Autoregressive language models achieve strong performance across a wide range of natural language processing (NLP) tasks, yet their uncertainty estimates remain poorly understood, particularly during training. Prior work has primarily evaluated calibration and out-of-distribution (OOD) robustness at the final checkpoint, overlooking the dynamics that unfold earlier. We introduce a phase-based framework for tracking uncertainty metrics—including expected calibration error (ECE) and Kullback–Leibler (KL) divergence—across distinct stages of training.
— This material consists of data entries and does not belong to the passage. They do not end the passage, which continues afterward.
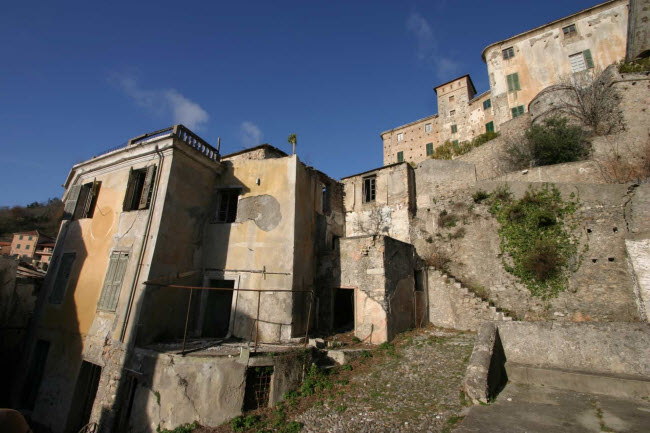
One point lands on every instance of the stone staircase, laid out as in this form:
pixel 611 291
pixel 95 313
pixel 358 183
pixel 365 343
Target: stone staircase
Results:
pixel 452 305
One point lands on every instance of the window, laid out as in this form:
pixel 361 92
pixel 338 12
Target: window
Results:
pixel 81 201
pixel 62 277
pixel 508 53
pixel 36 370
pixel 569 31
pixel 369 191
pixel 139 188
pixel 513 82
pixel 113 281
pixel 517 111
pixel 227 205
pixel 581 61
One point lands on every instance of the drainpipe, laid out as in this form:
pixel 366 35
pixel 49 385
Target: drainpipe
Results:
pixel 129 305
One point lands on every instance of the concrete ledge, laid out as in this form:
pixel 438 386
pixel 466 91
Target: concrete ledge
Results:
pixel 580 381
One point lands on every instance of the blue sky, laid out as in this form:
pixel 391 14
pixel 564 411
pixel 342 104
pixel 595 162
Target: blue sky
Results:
pixel 79 78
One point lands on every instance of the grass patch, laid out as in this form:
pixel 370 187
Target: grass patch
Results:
pixel 537 235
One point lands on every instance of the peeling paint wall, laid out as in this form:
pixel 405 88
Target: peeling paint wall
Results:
pixel 541 56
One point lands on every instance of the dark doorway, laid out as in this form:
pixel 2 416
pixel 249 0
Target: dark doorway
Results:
pixel 84 396
pixel 343 315
pixel 258 387
pixel 216 309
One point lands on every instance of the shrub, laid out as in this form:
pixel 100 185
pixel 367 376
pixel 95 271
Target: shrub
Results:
pixel 537 235
pixel 480 195
pixel 556 142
Using GPT-2 models trained across multiple random seeds, we find that uncertainty dynamics follow a consistent set of phases: models begin conservative and relatively well calibrated, but later phases introduce a paradoxical decoupling where confidence increases even as calibration worsens, especially under distribution shift. This paradox implies that the final checkpoint is not always the most reliable for deployment and motivates phase-aware strategies such as dynamic checkpoint selection or targeted calibration. Our findings highlight that uncertainty should be understood as a training-dependent property rather than a static one, opening new directions for scaling this framework to larger models, tasks, and distribution shift scenarios.